The government has published new guidelines on the prescribing of antibiotics amid fears that overprescription is leading to the rise of drug-resistant diseases.

The Standing Medical Advisory Committee of the Department of Health published its report, The Path of Least Resistance, on Thursday.

It makes five main recommendations:

* A national education campaign be set up to explain to patients that they should not expect antibiotics when they go to their GP
* GPs should not prescribe antibiotics for conditions caused by viruses, such as coughs and colds since they are effective only against bacterial illnesses
* Healthy women with uncomplicated cystitis should only be prescribed antibiotics for three days
* Antibiotics should not be prescribed over the phone
* They should not be prescribed for viral sore throats.

The government is to use the recommendations for a national framework on antibiotic use, to be announced later this year.

Public health minister Tessa Jowell said: "Our job is to translate the experts' recommendations into a framework for policy that can ensure patients derive the full benefits from antibiotics."

Superbugs

The report is based on research by a sub-group of the committee on areas such as the problems of bugs which develop resistance to treatment, how doctors are contributing to the rise and how this can be prevented.

Research was initiated in response to widespread concern among the medical profession in the UK and elsewhere about the growth of drug-resistant superbugs such as MRSA.

The government's Chief Medical Officer Sir Kenneth Calman said: "Antibiotics have revolutionised medical care during the 20th century - without them, many of the major technological advances in treatment would not have been possible.

"But overuse of antibiotics can speed up the process of resistance."

He added that the advice was for both doctors and patients.

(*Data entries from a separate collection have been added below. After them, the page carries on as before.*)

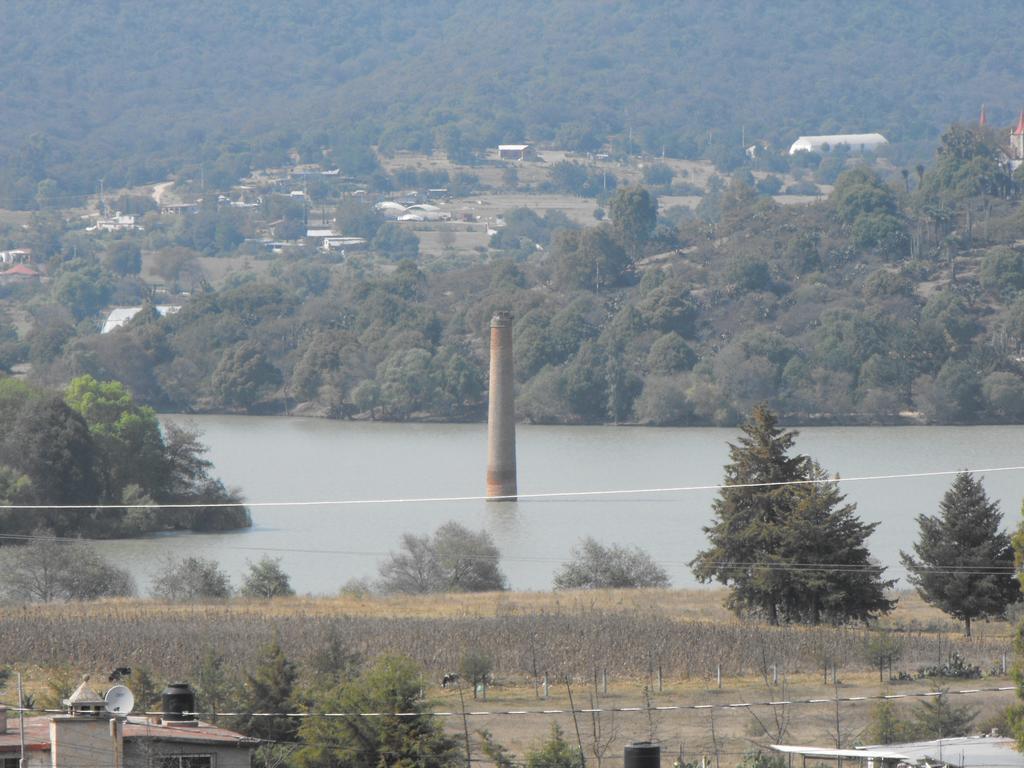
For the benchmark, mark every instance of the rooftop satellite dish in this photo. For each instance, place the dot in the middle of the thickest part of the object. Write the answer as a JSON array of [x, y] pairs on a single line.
[[119, 700]]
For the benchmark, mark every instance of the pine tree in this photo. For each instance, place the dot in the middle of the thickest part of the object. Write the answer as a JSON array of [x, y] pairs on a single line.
[[964, 563], [269, 689], [393, 684], [788, 548]]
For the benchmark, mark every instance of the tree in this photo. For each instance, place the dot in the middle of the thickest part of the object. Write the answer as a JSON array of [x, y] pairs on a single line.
[[475, 668], [357, 219], [51, 444], [124, 257], [128, 438], [269, 688], [885, 726], [456, 559], [596, 566], [47, 569], [964, 563], [266, 580], [937, 717], [554, 753], [395, 242], [189, 580], [590, 258], [393, 684], [767, 538], [634, 214], [244, 376]]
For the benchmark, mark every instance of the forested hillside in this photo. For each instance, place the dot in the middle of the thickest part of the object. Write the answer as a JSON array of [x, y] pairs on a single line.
[[889, 299], [130, 91]]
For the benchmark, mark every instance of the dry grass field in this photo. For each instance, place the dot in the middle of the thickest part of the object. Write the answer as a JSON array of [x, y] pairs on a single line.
[[654, 647]]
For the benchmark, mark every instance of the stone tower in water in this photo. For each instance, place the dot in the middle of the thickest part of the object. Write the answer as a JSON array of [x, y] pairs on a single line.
[[501, 413]]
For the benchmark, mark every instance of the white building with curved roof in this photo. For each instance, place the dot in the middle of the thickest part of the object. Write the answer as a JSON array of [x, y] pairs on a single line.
[[856, 142]]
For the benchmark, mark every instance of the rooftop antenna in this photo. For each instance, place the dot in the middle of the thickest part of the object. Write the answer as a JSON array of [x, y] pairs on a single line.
[[119, 700]]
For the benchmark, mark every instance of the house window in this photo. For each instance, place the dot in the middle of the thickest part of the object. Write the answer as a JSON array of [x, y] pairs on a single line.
[[183, 761]]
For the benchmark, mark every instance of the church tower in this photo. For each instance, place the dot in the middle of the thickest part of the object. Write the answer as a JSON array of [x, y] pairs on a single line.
[[1017, 139]]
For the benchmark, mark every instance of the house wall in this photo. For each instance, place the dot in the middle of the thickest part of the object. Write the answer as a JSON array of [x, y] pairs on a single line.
[[143, 754], [77, 741], [33, 758]]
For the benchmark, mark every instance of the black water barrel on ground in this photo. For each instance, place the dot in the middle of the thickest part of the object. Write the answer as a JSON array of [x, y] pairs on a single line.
[[176, 699], [642, 755]]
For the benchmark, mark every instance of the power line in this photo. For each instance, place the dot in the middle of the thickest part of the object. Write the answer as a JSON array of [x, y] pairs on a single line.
[[520, 497], [577, 711], [777, 566]]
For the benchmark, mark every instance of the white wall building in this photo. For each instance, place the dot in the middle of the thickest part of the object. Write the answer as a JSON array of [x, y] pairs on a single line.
[[856, 142]]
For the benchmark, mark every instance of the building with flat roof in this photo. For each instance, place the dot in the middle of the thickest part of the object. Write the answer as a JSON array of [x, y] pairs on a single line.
[[856, 141], [89, 735]]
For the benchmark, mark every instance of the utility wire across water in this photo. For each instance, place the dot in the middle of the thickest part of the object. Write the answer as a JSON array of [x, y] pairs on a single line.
[[520, 497], [579, 711]]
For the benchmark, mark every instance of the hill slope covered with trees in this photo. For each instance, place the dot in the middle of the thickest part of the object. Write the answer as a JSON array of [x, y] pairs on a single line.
[[131, 91]]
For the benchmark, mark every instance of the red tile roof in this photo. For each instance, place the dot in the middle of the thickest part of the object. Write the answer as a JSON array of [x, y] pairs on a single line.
[[22, 269], [37, 733]]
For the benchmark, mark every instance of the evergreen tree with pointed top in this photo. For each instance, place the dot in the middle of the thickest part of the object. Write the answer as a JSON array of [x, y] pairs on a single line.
[[965, 562], [783, 540]]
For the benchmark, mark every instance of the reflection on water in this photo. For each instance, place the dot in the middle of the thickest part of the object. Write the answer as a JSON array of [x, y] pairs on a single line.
[[322, 547]]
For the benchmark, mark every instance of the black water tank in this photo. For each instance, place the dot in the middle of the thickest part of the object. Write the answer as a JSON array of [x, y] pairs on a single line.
[[176, 699], [642, 755]]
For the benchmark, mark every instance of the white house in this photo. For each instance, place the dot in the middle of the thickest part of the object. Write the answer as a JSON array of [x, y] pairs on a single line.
[[120, 315], [89, 735], [856, 141]]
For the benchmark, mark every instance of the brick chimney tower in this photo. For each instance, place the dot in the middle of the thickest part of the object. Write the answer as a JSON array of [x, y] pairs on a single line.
[[501, 413]]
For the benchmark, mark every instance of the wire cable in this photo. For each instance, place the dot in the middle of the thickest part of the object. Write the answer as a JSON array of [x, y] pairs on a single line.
[[773, 566], [519, 497], [577, 711]]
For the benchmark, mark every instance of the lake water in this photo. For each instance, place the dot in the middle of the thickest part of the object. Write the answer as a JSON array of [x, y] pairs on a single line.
[[274, 460]]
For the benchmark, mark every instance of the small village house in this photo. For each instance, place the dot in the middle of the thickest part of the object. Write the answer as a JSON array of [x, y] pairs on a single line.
[[515, 152], [89, 735]]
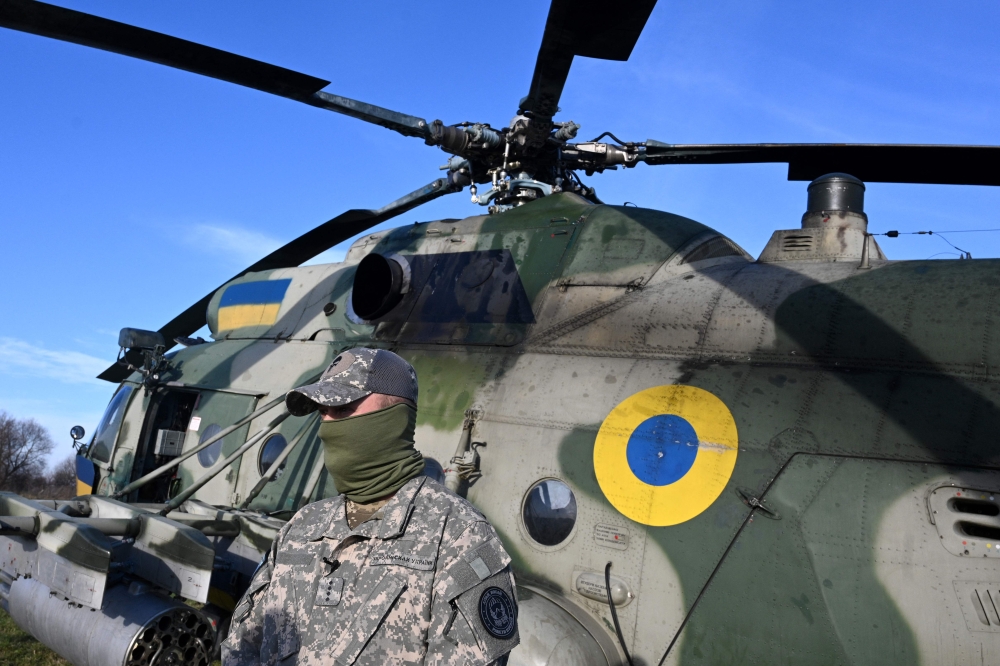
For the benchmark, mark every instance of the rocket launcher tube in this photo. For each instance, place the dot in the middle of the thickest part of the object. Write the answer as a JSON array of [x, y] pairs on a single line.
[[140, 482]]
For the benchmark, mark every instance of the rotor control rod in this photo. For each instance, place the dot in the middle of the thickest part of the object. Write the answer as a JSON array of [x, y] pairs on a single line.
[[140, 482], [314, 477], [200, 483]]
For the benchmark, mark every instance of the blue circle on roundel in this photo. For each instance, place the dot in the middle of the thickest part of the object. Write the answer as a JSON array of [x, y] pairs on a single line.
[[662, 449]]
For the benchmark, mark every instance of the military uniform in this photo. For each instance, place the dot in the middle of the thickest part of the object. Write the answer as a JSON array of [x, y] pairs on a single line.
[[425, 580]]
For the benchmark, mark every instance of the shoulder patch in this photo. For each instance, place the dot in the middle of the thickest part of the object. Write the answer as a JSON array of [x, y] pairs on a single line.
[[496, 611]]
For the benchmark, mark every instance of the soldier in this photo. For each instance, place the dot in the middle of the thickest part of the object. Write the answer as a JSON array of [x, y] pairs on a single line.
[[394, 570]]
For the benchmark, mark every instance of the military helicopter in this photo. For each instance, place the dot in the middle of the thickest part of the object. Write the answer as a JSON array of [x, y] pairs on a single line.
[[786, 458]]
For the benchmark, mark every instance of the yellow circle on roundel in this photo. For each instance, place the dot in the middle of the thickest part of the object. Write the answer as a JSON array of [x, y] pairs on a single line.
[[665, 454]]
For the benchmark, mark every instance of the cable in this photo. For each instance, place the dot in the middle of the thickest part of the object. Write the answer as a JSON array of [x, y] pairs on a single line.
[[620, 142], [614, 613], [965, 254]]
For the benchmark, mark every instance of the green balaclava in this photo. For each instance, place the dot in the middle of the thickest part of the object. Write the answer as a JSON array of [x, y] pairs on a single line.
[[372, 455]]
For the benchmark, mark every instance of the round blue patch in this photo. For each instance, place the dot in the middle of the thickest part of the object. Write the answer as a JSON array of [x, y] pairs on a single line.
[[662, 449], [496, 611]]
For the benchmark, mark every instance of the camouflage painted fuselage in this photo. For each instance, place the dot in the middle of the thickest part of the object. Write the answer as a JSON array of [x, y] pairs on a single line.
[[865, 403]]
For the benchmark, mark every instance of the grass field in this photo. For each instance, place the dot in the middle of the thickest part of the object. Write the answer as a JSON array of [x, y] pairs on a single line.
[[19, 649]]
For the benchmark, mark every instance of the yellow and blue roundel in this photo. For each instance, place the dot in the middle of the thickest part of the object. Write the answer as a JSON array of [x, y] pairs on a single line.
[[665, 454]]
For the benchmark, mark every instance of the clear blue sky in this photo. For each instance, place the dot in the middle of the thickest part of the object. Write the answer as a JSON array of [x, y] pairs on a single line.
[[128, 190]]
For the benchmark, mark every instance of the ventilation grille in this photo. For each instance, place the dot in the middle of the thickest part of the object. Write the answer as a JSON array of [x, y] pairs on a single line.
[[797, 243], [967, 520]]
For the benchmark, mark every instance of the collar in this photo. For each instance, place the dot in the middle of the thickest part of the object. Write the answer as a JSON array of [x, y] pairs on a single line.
[[395, 517]]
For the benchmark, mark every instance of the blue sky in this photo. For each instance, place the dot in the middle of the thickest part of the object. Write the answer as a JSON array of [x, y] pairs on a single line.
[[128, 190]]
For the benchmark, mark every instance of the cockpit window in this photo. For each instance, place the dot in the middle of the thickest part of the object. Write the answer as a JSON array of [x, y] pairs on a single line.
[[107, 432]]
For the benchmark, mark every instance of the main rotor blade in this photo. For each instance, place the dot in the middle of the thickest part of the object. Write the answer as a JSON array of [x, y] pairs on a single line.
[[886, 163], [297, 252], [603, 29], [100, 33]]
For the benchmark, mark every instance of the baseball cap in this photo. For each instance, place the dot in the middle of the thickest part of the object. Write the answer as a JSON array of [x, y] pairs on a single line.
[[354, 374]]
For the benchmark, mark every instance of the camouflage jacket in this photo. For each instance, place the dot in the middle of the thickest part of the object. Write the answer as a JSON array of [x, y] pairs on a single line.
[[424, 581]]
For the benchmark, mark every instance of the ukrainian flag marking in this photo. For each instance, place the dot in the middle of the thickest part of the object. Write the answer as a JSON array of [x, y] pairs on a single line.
[[665, 454], [251, 304]]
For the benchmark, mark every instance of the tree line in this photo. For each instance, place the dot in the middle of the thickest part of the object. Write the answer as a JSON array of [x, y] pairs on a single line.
[[24, 446]]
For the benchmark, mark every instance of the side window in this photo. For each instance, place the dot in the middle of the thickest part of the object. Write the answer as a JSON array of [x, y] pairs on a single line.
[[107, 432]]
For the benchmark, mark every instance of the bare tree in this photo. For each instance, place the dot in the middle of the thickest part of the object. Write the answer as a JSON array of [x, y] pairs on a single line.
[[24, 443]]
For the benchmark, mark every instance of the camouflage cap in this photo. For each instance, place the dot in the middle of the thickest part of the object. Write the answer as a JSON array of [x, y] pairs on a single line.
[[353, 375]]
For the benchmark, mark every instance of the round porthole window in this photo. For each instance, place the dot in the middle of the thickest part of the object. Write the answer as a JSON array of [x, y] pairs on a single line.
[[272, 448], [549, 512], [208, 457]]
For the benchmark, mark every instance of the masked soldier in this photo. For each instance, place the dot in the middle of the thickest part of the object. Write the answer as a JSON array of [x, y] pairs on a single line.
[[394, 570]]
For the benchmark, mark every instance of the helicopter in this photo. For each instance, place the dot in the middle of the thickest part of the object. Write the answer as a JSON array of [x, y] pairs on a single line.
[[781, 458]]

"Doctors are very aware of the problems with antibiotics and the public do have a responsibility if their doctor says they should not be given antibiotics to recognise that that is a good clinical decision, not a bad one," he said.

Diane Walford, head of the Public Laboratory Service, said the recommendations would hopefully allow the pharmaceutical industry to "buy time" to develop new drugs.

The British Medical Association has welcomed the report and it backs a decision by the Doctor Patient Partnership (DPP), a group set up by doctors and the government in 1996 to encourage appropriate use of the NHS, to relaunch its Antibiotics: not a miracle cure! campaign.

The campaign includes an updated leaflet about problems associated with antibiotic use, such as inappropriate prescription, failure to take a complete course of pills and side effects.

Claire Rayner of the Patients' Association has rejected claims that patients are to blame for overprescription of antibiotics.

She accused GPs of "slapdash prescribing" of drugs, although she admitted that patients needed to understand that they did not need to go to their GP for every ache and pain.